(June 28, 2019) I offer surf lessons at the shop. It’s pretty low key and done upon request and by appointment.
The only visible evidence is a small sign hung out front combined with some other services as in “rentals, lessons and repairs.”
My good-hearted wife recently surprised me with a well-done book from the library entitled, “Secrets to Progressive Surfing,” by Didier Piter with photography by Bernard Testemale.
In her quest for reading material, she’ll often bring home something that she feels will interest me.
In the first section or chapter of the book there is a segment called understanding the spot.
Surf spots are areas where waves are known to break and will frequently be tagged with names such as North Side or 48th Street or Secret Spot or even Punta Dalkiewicz!
Understanding the spot reminded me of a surf lesson. The first portion of a lesson will be an emphasis on observing the conditions that are presented.
The ocean is an ever-changing entity and there are many and various reasons why waves will break the way that they do.
Granted, there is no substitute for time spent in the water, but a bit of time devoted to studying the area around which the budding surfer is to enter can pay rich rewards in return.
In this immediate locale, all of the surf breaks are due to collected sand on the bottom and is known as beach break.
This collected sand can be augmented by piers, groins, jetties and inlets and is constantly changing.
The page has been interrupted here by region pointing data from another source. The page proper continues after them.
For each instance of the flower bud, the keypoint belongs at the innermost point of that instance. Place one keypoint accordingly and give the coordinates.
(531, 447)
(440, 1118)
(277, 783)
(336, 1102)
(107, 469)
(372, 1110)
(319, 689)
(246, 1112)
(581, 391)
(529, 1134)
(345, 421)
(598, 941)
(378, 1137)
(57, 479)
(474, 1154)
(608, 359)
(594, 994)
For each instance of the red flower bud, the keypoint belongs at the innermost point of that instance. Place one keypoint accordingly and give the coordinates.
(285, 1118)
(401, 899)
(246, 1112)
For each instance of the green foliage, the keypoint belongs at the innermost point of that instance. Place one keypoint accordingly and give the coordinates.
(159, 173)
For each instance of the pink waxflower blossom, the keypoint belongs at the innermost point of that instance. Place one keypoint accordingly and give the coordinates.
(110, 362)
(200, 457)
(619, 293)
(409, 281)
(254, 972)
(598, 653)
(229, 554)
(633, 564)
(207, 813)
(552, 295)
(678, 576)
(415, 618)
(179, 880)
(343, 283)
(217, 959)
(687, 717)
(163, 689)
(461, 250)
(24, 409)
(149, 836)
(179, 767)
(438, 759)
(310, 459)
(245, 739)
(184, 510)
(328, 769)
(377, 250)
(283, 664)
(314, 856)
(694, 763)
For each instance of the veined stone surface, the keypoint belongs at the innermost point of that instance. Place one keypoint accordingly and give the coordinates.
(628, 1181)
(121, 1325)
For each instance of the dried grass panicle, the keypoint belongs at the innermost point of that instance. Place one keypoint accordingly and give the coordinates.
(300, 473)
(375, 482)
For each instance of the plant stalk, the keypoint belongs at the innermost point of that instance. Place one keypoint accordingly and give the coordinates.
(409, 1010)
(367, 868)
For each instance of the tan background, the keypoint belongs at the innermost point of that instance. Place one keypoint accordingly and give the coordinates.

Sometimes subtle, sometimes dramatic, just as the wind changes the complexion of the sand on the beach the movement of the water will change the sand on the bottom of the ocean near the shoreline.
Many factors will be involved with how and why waves break.
Swell direction, swell intensity, tide, both high, low and levels of each, amount of drift with the accompanying swell all will affect how the waves break.
These issues and more will directly influence a surf session and should be observed and studied.
In other areas which are subject to different bottoms and particular indigenous topography, rock and coral reef on the bottom will become a huge factor. Staying off the bottom will be particularly important in areas such as these.
In some of my experiences, Northern California comes to mind. That part of the West Coast of the United States is known for its redwood trees, some of which can be huge.
At this one particular surf break I had to be aware of various stumps and large pieces of redwood littering the beach.
Damage to a surfboard would be bad enough, never mind to body parts or even worse to get hit in the head and knocked out. Thus, the point of study and observation.
A surfer can become so enthused and excited that any period of time spent in just looking can seem to be a waste.
This book that I’ve mentioned speaks of a rule of three. For every foot of wave height spend three minutes in observation.
If it’s three feet spend nine minutes. If it’s 10 feet spend 30 minutes or there abouts, and so on.
If it’s 20 feet spend an hour and then maybe decide to not go out.
This time spent will not only help in the realm of safety but will also enhance the session with more quality time spent on the water. More and better waves ridden with less energy expended.
A healthy fear of the water is good but a profound respect is essential.
— Dave Dalkiewicz is the owner of Ocean Atlantic Surf Shop in Ocean City.